Why is it we human beings are so stubborn headed?
Even when we do get our way, we mess it all up and make things worse. By the end of the week, the religious leaders would get their way. They would get Jesus on a cross. The nemesis to their ill fated quest for personal preservation would be out of their way and in Roman hands. They would have to convince some Roman authorities that he truly was a threat to their rule. But, when lying is what you do.... Yes, hell fire and brimstone would eventually come. But, in this moment, Jesus does what you might not expect.

He cries.

Scripture here says he wept over Jerusalem. As he gives them the decree that their city will be destroyed and all will be lost, he does so with tears. He doesn't crush them with forceful threats or hateful gestures. He uses the saddest of human emotions to speak to them. He cries while telling them that not one stone will be left on another. He cries while telling them that their children will die along with them. He cries, because he came to those who were his own.
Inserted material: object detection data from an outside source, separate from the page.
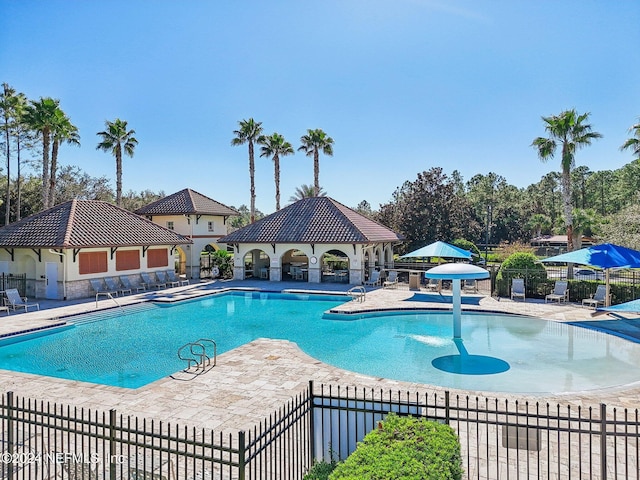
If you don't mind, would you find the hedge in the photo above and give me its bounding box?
[329,413,463,480]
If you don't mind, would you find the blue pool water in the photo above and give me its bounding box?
[0,292,640,393]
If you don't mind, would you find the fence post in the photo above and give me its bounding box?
[600,403,607,480]
[238,430,247,480]
[307,380,316,465]
[109,408,116,480]
[6,392,14,480]
[444,390,449,425]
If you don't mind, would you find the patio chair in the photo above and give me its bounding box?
[104,277,131,295]
[4,288,40,314]
[582,285,607,308]
[156,272,175,288]
[462,280,478,293]
[89,278,118,302]
[140,272,167,289]
[120,277,146,293]
[427,278,440,292]
[362,270,380,287]
[167,270,189,285]
[511,278,526,302]
[382,270,398,288]
[544,281,569,303]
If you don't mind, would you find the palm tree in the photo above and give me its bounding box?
[289,183,327,203]
[231,118,262,223]
[25,97,60,208]
[531,109,602,251]
[620,119,640,159]
[0,83,27,225]
[96,118,138,207]
[260,133,295,211]
[47,109,80,207]
[298,128,333,197]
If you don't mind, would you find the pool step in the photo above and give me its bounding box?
[68,302,153,325]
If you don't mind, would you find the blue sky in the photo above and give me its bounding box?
[0,0,640,213]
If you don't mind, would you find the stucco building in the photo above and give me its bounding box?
[220,197,403,284]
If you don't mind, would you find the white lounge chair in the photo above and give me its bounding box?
[89,278,118,305]
[462,280,478,293]
[120,277,146,292]
[382,270,398,288]
[104,277,131,295]
[140,272,167,288]
[4,288,40,314]
[511,278,526,301]
[544,281,569,303]
[167,270,189,285]
[582,285,607,308]
[362,270,380,287]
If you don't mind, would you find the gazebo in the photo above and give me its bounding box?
[219,197,403,284]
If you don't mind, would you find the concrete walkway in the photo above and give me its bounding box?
[0,280,640,432]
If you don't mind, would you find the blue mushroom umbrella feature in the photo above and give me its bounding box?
[542,243,640,307]
[400,241,473,260]
[425,263,489,339]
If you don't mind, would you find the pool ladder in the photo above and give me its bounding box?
[178,338,217,375]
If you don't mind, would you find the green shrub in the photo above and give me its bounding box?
[329,414,462,480]
[496,252,548,297]
[302,460,338,480]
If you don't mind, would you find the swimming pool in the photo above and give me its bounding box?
[0,292,640,393]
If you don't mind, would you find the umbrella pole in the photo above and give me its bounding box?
[452,278,462,339]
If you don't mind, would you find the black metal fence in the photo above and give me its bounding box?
[0,382,640,480]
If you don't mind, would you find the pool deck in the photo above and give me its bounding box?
[0,280,640,432]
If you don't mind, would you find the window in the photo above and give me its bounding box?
[116,250,140,271]
[78,252,107,275]
[147,248,169,268]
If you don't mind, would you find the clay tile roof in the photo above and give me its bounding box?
[219,197,403,243]
[0,200,192,248]
[135,188,238,217]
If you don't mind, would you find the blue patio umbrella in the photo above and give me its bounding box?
[542,243,640,306]
[400,241,472,260]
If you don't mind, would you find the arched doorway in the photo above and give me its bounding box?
[244,248,270,280]
[320,250,349,283]
[282,248,309,282]
[199,243,220,278]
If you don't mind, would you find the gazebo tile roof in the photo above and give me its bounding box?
[135,188,238,216]
[219,197,403,243]
[0,200,191,248]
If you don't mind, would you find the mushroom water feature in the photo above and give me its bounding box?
[425,263,510,375]
[425,263,489,340]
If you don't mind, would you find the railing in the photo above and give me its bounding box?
[0,382,640,480]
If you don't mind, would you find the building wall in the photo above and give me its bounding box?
[228,243,393,285]
[146,215,228,279]
[0,245,181,300]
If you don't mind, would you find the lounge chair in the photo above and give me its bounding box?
[156,272,175,288]
[582,285,607,308]
[427,278,440,292]
[167,270,189,285]
[511,278,526,302]
[4,288,40,314]
[382,270,398,288]
[89,278,118,302]
[104,277,131,295]
[462,280,478,293]
[120,277,146,292]
[140,272,167,288]
[544,281,569,303]
[362,270,380,287]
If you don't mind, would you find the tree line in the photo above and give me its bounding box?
[0,83,640,251]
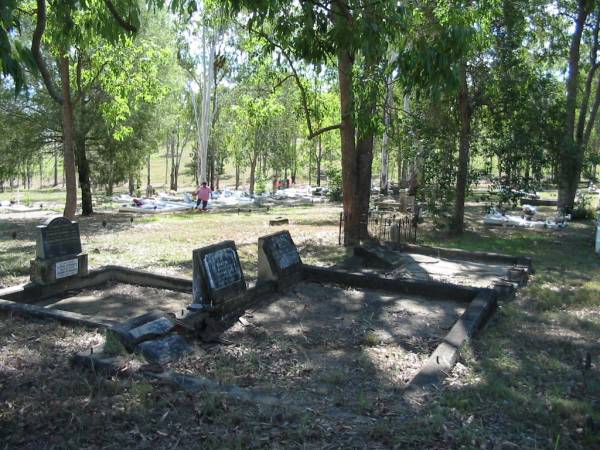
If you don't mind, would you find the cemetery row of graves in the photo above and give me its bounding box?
[0,205,598,448]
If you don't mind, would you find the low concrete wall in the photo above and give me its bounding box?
[106,266,192,294]
[0,300,117,328]
[304,265,480,302]
[0,267,113,304]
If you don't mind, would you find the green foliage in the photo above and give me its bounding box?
[571,194,596,220]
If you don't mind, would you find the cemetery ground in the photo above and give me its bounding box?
[0,204,600,449]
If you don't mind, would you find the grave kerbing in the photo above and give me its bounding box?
[30,216,88,284]
[258,230,303,290]
[192,241,246,309]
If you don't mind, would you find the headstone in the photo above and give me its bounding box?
[269,217,290,227]
[35,217,81,259]
[192,241,246,309]
[30,217,88,284]
[258,230,303,290]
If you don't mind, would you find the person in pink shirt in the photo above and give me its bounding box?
[196,181,212,211]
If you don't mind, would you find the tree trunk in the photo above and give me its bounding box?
[52,148,58,187]
[338,44,362,246]
[396,148,402,189]
[58,50,77,220]
[379,76,394,195]
[146,155,152,186]
[249,163,256,195]
[452,64,473,234]
[127,172,135,197]
[317,135,323,186]
[75,133,94,216]
[558,0,590,210]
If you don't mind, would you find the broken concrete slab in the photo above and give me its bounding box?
[128,316,175,344]
[269,217,290,227]
[137,334,194,365]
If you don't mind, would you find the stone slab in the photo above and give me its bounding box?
[137,334,194,365]
[258,230,303,288]
[29,253,88,284]
[192,241,246,307]
[303,264,480,301]
[405,289,497,398]
[0,300,117,328]
[128,316,175,344]
[35,216,82,259]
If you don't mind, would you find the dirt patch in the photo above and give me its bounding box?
[171,283,466,414]
[42,282,192,320]
[390,253,510,287]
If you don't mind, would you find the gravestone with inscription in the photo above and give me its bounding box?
[258,230,303,290]
[192,241,246,309]
[30,217,88,284]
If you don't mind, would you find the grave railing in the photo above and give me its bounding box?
[338,210,419,245]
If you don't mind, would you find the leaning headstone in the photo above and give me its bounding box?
[258,230,303,290]
[30,217,88,284]
[192,241,246,309]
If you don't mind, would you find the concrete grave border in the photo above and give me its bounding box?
[0,237,532,398]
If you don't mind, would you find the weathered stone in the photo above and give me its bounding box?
[269,217,290,227]
[107,310,174,352]
[29,253,88,284]
[137,334,194,365]
[35,216,81,259]
[30,217,88,284]
[192,241,246,307]
[258,230,303,289]
[128,317,175,344]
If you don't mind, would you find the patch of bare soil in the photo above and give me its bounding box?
[389,253,509,287]
[42,282,192,320]
[171,283,465,415]
[0,313,436,450]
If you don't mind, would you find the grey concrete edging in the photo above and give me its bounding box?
[392,243,534,273]
[0,299,118,328]
[404,289,497,397]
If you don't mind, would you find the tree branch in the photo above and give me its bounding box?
[308,123,342,140]
[31,0,63,105]
[250,25,320,139]
[104,0,137,33]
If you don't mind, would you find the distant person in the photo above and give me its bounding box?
[196,181,212,211]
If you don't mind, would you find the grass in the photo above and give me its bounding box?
[0,198,600,449]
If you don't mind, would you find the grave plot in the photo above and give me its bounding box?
[169,281,467,414]
[347,244,532,290]
[0,213,192,327]
[0,220,516,415]
[149,232,496,415]
[36,281,192,321]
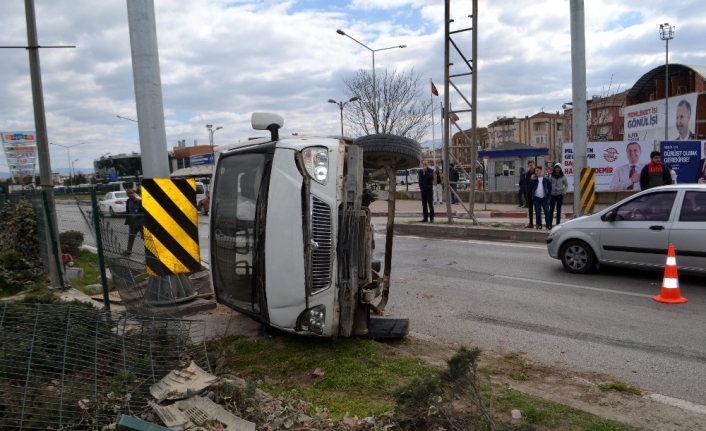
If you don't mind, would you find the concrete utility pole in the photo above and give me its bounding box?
[570,0,588,217]
[127,0,169,178]
[25,0,63,287]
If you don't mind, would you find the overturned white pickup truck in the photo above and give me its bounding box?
[210,113,421,337]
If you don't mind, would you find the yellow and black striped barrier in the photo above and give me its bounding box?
[579,168,596,215]
[141,178,201,277]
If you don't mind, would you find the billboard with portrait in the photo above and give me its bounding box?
[659,141,706,184]
[562,141,652,192]
[623,93,698,141]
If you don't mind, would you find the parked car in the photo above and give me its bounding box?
[98,191,127,216]
[196,198,211,215]
[547,184,706,274]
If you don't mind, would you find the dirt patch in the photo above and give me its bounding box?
[389,333,706,431]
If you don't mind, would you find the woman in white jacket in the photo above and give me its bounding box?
[549,163,569,226]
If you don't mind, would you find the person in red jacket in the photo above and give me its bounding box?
[640,151,672,190]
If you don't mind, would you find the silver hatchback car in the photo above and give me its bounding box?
[547,184,706,274]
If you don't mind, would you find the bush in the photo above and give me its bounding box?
[0,250,42,296]
[59,230,83,255]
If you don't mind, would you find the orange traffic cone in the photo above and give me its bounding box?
[652,244,688,304]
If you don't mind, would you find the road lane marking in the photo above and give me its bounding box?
[493,274,654,298]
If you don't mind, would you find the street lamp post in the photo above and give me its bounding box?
[69,159,79,186]
[328,96,360,138]
[206,124,223,165]
[50,142,85,185]
[659,22,674,141]
[336,28,407,133]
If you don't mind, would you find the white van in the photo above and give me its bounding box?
[209,113,422,338]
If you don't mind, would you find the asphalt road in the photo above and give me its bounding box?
[381,237,706,404]
[57,205,706,404]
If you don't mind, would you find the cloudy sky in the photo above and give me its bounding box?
[0,0,706,176]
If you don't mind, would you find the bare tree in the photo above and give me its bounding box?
[343,69,431,141]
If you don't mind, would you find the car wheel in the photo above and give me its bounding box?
[353,133,422,170]
[561,239,595,274]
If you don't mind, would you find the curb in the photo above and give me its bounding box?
[490,210,574,220]
[394,223,549,244]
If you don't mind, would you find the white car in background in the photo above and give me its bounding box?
[98,191,127,216]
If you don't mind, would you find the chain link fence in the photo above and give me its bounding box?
[0,303,210,430]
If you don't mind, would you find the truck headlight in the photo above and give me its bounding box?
[302,147,328,185]
[299,305,326,334]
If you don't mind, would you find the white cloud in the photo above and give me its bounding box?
[0,0,706,176]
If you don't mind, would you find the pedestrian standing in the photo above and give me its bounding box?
[123,189,145,256]
[640,151,672,190]
[530,167,552,229]
[525,160,535,229]
[449,163,459,204]
[419,162,434,223]
[434,166,444,205]
[549,163,569,226]
[517,167,527,208]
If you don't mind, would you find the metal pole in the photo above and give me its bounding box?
[664,39,669,141]
[371,50,380,133]
[127,0,169,178]
[468,0,478,216]
[442,0,452,223]
[570,0,587,217]
[25,0,63,287]
[338,102,343,138]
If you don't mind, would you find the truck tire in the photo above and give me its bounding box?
[365,316,409,339]
[353,133,422,170]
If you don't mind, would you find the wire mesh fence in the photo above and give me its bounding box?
[0,303,210,430]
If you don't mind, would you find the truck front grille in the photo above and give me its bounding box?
[311,196,332,293]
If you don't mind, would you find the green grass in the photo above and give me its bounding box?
[67,249,101,295]
[493,389,635,431]
[209,334,436,417]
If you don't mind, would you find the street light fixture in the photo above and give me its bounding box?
[336,28,407,133]
[50,142,85,185]
[206,124,223,165]
[659,22,674,141]
[328,96,360,138]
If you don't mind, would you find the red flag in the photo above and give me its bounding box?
[431,82,439,96]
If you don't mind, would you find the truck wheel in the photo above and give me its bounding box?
[365,316,409,339]
[353,133,422,170]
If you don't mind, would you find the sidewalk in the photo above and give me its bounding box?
[370,200,606,244]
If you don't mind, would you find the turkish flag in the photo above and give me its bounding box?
[431,82,439,96]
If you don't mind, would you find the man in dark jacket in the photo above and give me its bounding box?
[449,163,459,204]
[640,151,672,190]
[529,168,552,229]
[123,189,144,256]
[419,162,434,223]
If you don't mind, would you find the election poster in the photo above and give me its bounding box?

And, his own did not recognize the time of God's coming to them. How many times have they been given the chance to repent and turn away from their stubbornness? How many people have spoken the truth to them about what was to come? How many chances does a person get before we seen the walls caving in around us?

It's hard for me to come to terms with, but my undoing was my own fault.
After I graduated high school, I left home. But, not in the way one usually does.
All the ingratitude I showed, all the problematic behavior I shoved off at my parents only manifested itself in one unexpected afternoon as I came home from work. I'm still not sure what I did that day that set him off. Maybe it was all the curfew I had missed. Maybe there was a shirt left on the floor that didn't make it into the clothes hamper. Not sure exactly. But, what I saw made me choose to go. I came home to a bedroom that had been torn apart. My bed had been taken apart. The box springs were standing on end, leaning against the wall. So was the mattress. All the clothes had been pulled out of my closet. All the clothes had been pulled out of my drawers. I stood there in the doorway of my bedroom and just stared. My mom came down the hall and stood there with me. I didn't say anything. I just stood there. Then, maybe I did the unexpected. I got back in my car, went back to work, got two big boxes. went back home, packed up everything I could carry, and I left. My Dad was mowing the lawn that day. He never looked at me while he was mowing. I shoved the two boxes in my car and off I drove. I never came back home to live again.

It's taken me a long time to come grips with the meatiness of that moment.
I was mad at my Dad for the silent rage of that day for a long time. For some reason it has taken all these years to now be a father myself to finally realize why I left home that day as an 18 year old know-it-all.

I didn't want to follow.

I didn't want anybody telling me what to do or how to do it. I didn't want to follow the rules.
The rules my father was giving to me. Even in the moment when I got what i wanted. I finally got my way and it still wasn't enough. I just didn't want to follow. I wanted to do my own thing.

How many chances does God give a person? I don't know.
I'm thankful for the ones I've been given. I know I'm willing to follow now.
I know the Father I'm focused on now needs my willingness to focus on the rules at hand.
I know he has helped me to figure out the priorities. To focus on myself when I need to. To focus on other when I need to. And, to know when I'm stepping over the bounds of respectfulness.

Where He leads me I will follow. And, I'll go with him all the way.